Sécuriser la chaîne de traitement matérielle

L’informatique étant une chaîne de traitement, les vulnérabilités ne concernent pas seulement les ordinateurs (processeur, mémoire, adaptateurs, Bios…), elle s’étend à tout appareil faisant partie de la chaîne. Il peut s’agir de routeurs ou de points d’accès sans fil, d’appliances de pare-feu, de cartes mémoire externes, de ROM ou des appareils connectés, qu’ils soient des IoT industriels ou des objets connectés domestiques, et des SoC (System on a chip).

Le meilleur moyen de se prémunir de telles vulnérabilités est de mettre à jour régulièrement les appareils. Certes, dans des environnements de production qui ne souffrent d’aucune coupure de service, ces mises à jour peuvent être reportées ou simplement, et dangereusement, “oubliées ”.

Une récente attaque illustre très bien ce à quoi s’exposent les entreprises qui n’ont pas mis en place une stratégie de mises à jour des appareils.

Une stratégie de mises à jour s’impose

En juin 2021, un nouveau botnet, composé de routeurs MikroTik non patchés, a fait son apparition. Surnommé Mēris (Mēris voulant dire peste en letton) par les chercheurs en sécurité qui l’ont signalé pour la première fois, ce botnet IoT a lancé de nombreuses attaques DDoS HTTP et HTTP/S au niveau des applications, et ce contre plusieurs cibles dans le monde, notamment Krebs On Security et Yandex.

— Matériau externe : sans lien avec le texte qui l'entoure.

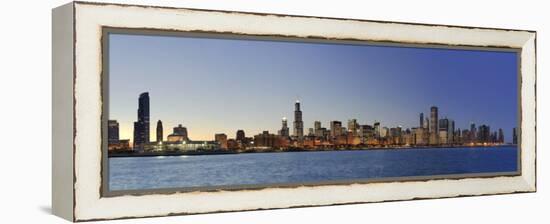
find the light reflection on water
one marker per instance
(133, 173)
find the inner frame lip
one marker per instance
(104, 80)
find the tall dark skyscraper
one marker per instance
(298, 122)
(159, 131)
(500, 135)
(434, 126)
(284, 132)
(515, 136)
(484, 134)
(240, 136)
(473, 132)
(141, 126)
(112, 131)
(421, 120)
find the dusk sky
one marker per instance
(220, 85)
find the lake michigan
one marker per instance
(141, 173)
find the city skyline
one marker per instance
(222, 113)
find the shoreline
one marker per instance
(225, 152)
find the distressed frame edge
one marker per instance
(526, 181)
(63, 129)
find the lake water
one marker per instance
(139, 173)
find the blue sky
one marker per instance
(221, 85)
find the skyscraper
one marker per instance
(443, 131)
(500, 136)
(335, 129)
(421, 120)
(376, 129)
(298, 122)
(284, 132)
(240, 136)
(473, 132)
(221, 139)
(141, 126)
(353, 126)
(112, 131)
(484, 134)
(514, 136)
(159, 131)
(434, 130)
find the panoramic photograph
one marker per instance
(215, 112)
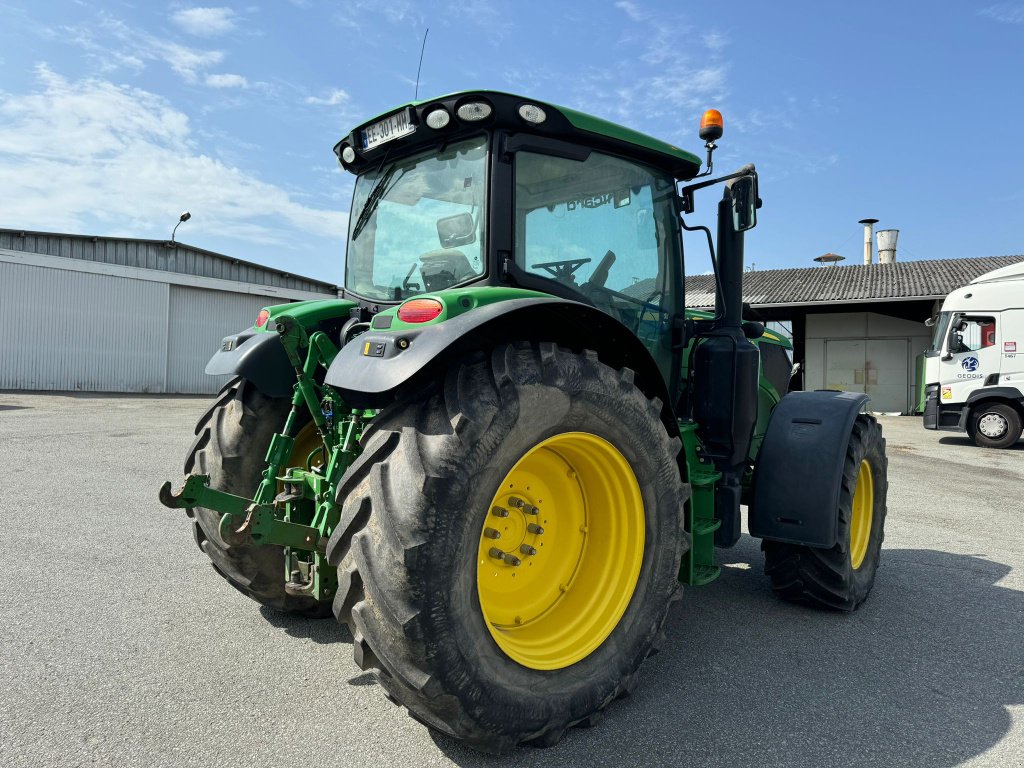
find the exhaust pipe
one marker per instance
(887, 246)
(868, 239)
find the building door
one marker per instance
(876, 367)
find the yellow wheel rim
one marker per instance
(560, 551)
(863, 511)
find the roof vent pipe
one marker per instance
(887, 246)
(868, 239)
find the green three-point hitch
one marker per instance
(499, 455)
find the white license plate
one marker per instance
(388, 129)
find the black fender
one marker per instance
(375, 367)
(799, 470)
(257, 356)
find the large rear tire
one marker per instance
(231, 438)
(842, 577)
(526, 435)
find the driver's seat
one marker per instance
(443, 268)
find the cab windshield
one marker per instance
(417, 224)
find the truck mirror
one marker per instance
(457, 230)
(744, 203)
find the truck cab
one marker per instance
(975, 367)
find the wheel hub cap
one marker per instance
(863, 511)
(992, 425)
(560, 551)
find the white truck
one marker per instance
(974, 372)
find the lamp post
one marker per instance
(182, 218)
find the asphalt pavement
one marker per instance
(120, 645)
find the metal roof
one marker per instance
(931, 279)
(160, 255)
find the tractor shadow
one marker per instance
(325, 631)
(968, 442)
(921, 675)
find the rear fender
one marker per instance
(799, 470)
(373, 369)
(257, 353)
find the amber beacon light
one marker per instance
(711, 125)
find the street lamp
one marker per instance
(183, 217)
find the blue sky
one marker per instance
(116, 117)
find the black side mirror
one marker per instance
(457, 230)
(744, 203)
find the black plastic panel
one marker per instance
(257, 356)
(800, 468)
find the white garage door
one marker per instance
(876, 367)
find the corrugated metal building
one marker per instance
(110, 314)
(858, 328)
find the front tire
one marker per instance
(994, 425)
(841, 578)
(413, 544)
(231, 438)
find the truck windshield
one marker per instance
(941, 328)
(417, 224)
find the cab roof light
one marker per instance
(532, 114)
(711, 125)
(438, 118)
(420, 310)
(473, 112)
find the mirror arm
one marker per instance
(687, 192)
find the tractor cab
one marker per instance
(494, 189)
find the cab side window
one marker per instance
(972, 334)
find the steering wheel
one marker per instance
(562, 270)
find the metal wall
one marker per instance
(148, 254)
(76, 331)
(70, 328)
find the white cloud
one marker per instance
(633, 10)
(226, 81)
(714, 41)
(1005, 12)
(205, 22)
(335, 97)
(91, 153)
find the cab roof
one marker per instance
(561, 123)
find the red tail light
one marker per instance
(420, 310)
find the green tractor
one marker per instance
(501, 453)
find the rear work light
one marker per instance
(420, 310)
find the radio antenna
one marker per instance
(420, 67)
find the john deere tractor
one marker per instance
(499, 455)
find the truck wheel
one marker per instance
(841, 578)
(231, 438)
(509, 544)
(994, 425)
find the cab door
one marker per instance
(971, 355)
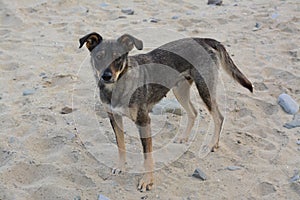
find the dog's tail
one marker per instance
(231, 68)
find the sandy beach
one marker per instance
(56, 141)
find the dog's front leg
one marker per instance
(143, 124)
(117, 125)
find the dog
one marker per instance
(131, 85)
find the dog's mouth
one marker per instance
(106, 81)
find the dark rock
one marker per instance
(28, 92)
(102, 197)
(66, 110)
(154, 20)
(233, 168)
(127, 11)
(103, 5)
(296, 177)
(257, 26)
(260, 86)
(199, 174)
(214, 2)
(294, 123)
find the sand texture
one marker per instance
(56, 141)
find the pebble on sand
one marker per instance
(127, 11)
(296, 177)
(102, 197)
(28, 92)
(294, 123)
(199, 174)
(288, 104)
(214, 2)
(66, 110)
(233, 168)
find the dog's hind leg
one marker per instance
(117, 125)
(182, 94)
(218, 121)
(207, 91)
(143, 125)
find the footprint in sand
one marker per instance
(265, 188)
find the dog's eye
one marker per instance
(100, 55)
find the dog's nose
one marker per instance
(107, 75)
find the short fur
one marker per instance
(132, 85)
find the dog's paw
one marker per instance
(181, 140)
(116, 171)
(146, 182)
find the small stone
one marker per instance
(175, 17)
(103, 5)
(199, 174)
(77, 198)
(43, 75)
(144, 197)
(189, 12)
(102, 197)
(257, 26)
(296, 176)
(127, 11)
(233, 168)
(294, 123)
(28, 92)
(274, 15)
(153, 20)
(288, 104)
(66, 110)
(12, 140)
(214, 2)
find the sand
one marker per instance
(45, 154)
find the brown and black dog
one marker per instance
(131, 85)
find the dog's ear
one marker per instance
(128, 41)
(91, 40)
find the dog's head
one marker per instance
(110, 57)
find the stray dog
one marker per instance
(132, 85)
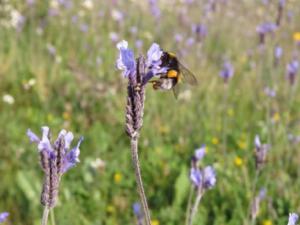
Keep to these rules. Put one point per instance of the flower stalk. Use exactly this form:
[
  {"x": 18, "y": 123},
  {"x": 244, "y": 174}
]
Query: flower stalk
[{"x": 134, "y": 121}]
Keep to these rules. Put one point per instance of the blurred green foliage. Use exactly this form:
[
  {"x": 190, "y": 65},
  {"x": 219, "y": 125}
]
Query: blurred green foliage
[{"x": 58, "y": 64}]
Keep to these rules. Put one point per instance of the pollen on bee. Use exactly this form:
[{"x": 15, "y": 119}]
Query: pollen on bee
[{"x": 172, "y": 73}]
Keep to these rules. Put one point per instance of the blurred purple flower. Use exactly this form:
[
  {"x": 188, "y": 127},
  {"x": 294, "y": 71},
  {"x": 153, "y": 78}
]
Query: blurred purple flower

Selon les chiffres cités, il existe environ 250 000 routeurs MikroTik non corrigés, qui peuvent donc potentiellement être compromis et embrigadés dans des botnets DDoS comme Mēris.

En fin de compte, quel que soit le type de vulnérabilité exploitée, logicielle ou matérielle, le but reste le même : pénétrer par effraction, se déplacer latéralement dans le système informatique et dérober les données et les informations sensibles. Pour faire face à ces attaques, une stratégie de mises à jour, combinée aux solutions de détection et de réponse aux attaques, constituent des solutions de départ. Car en définitive, le combat contre les attaques cyber est une lutte sans fin.